Tullow shares rise as an oil company grants a $320 million tax break
Tullow Oil shares rose on Friday after the London-listed company revealed it would no longer have to pay a $320 million (£258 million) tax bill.
West Africa-focused Tullow, founded in Ireland and headquartered in London, told investors after the market closed on Thursday that its Ghanaian subsidiary had been cleared of liability by an International Chamber of Commerce tribunal.
The tribunal had examined the applicability of the Ghana Branch Profit Remittance tax to Tullow’s Deepwater Tano and West Cape Three Points Petroleum Agreements, which include the group’s offshore Jubilee and TEN fields.
Ultimately, it was decided that the tax does not apply to Tullow Ghana “as it falls outside the tax regime provided for in the Petroleum Agreements,” the group said.
Tullow said: ‘As a result of the Tribunal’s ruling, Tullow Ghana will not be liable to pay the $320 million BPRT assessment issued by the Ghana Revenue Authority and will have no future exposure to BPRT in relation to its activities under the Petroleum Agreements.
“Tullow continues to work with the Government of Ghana on two new disputed tax claims, which were referred to the ICC in February 2023, with the aim of resolving these disputes on a mutually acceptable basis.”

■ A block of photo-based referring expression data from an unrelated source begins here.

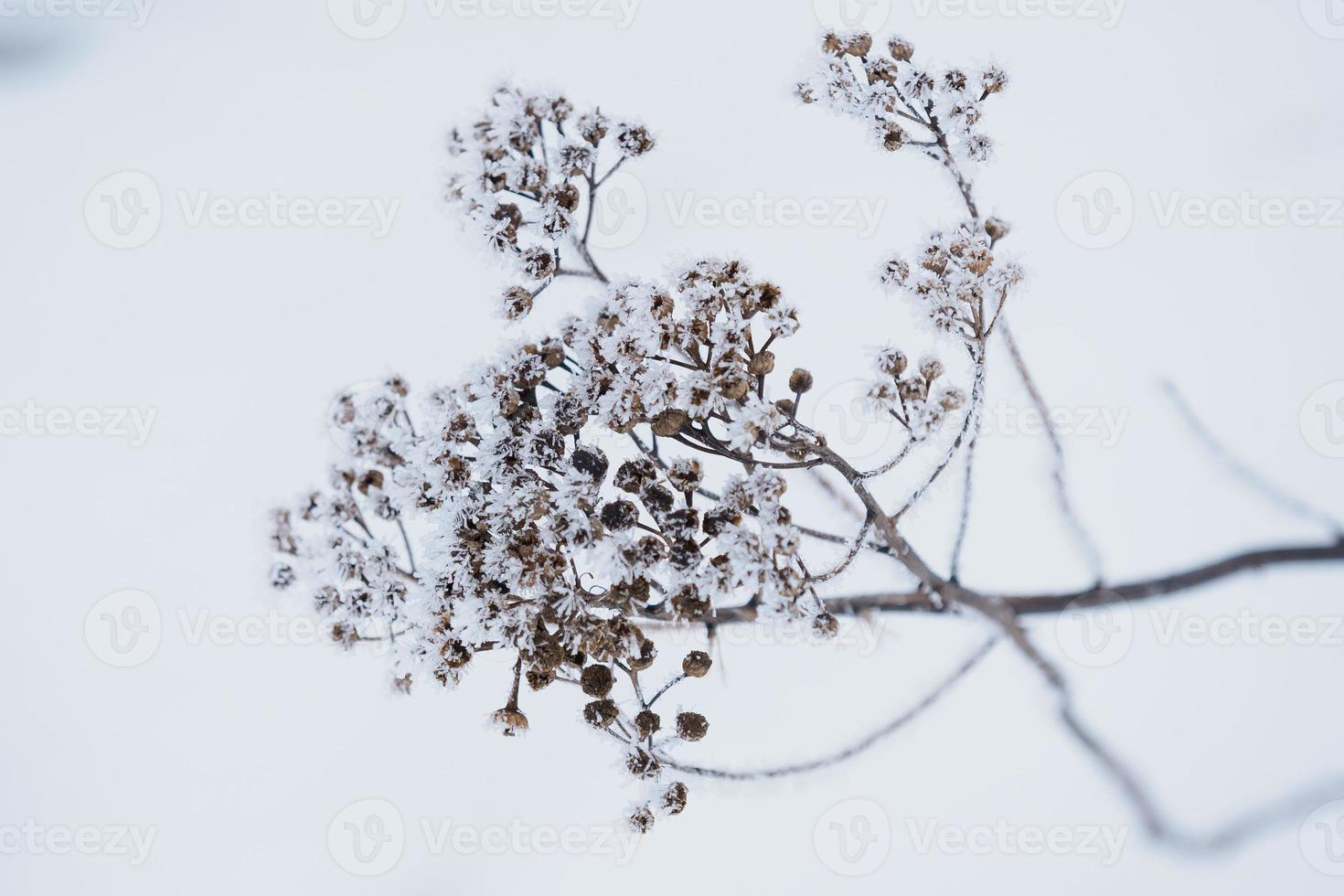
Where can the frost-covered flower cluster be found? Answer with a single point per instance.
(525, 169)
(957, 281)
(912, 397)
(903, 102)
(545, 523)
(577, 493)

Tullow Shares were up 12 percent to 24.5 percent by mid-morning.
A Tullow Oil drill at the Jubilee field, off the coast of Ghana
However, they remain roughly 40 percent lower than twelve months ago and have lost almost 60 percent over the past five years.

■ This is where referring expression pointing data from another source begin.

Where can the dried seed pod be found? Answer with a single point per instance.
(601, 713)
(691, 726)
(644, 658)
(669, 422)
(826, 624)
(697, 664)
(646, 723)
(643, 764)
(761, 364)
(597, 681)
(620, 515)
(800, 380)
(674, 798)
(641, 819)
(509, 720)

Tullow shares took another hit last month after takeover candidate Kosmos Energy abandoned its search for its London-listed rival.
It was hoped the deal would offer compelling operational synergies as the pair would share the same core assets – the Jubilee and TEN fields in offshore Ghana – and help restore Tullow’s balance sheet.
Tullow has been fighting to overcome a huge debt mountain, which it hopes will be reduced to $1.4 billion by the end of the year.
According to LSEG data, its valuation has fallen from around £15 billion at its 2012 peak to a market capitalization of just £319 million today.
The group was busy extracting large oil fields in Ghana and Uganda in the 1990s, but that came to an abrupt end. Debts skyrocketed after a number of failed exploration attempts.
The global race to net zero has also become increasingly damaging, with Tullow gradually winding down its exploration efforts in recent years to focus on effectively managing existing assets.
Tullow’s existing strategy is to have net debt of less than $1 billion by 2025 and cash gearing of less than 1x in the near term.
Chief executive Rahul Dhir said the tribunal’s decision on Tullow’s tax liabilities “removes a material overhang from our business”.
He added: “I look forward to constructive discussions with the Government of Ghana to resolve the remaining claims so that our collective focus remains on maximizing the value of the Jubilee and TEN fields.”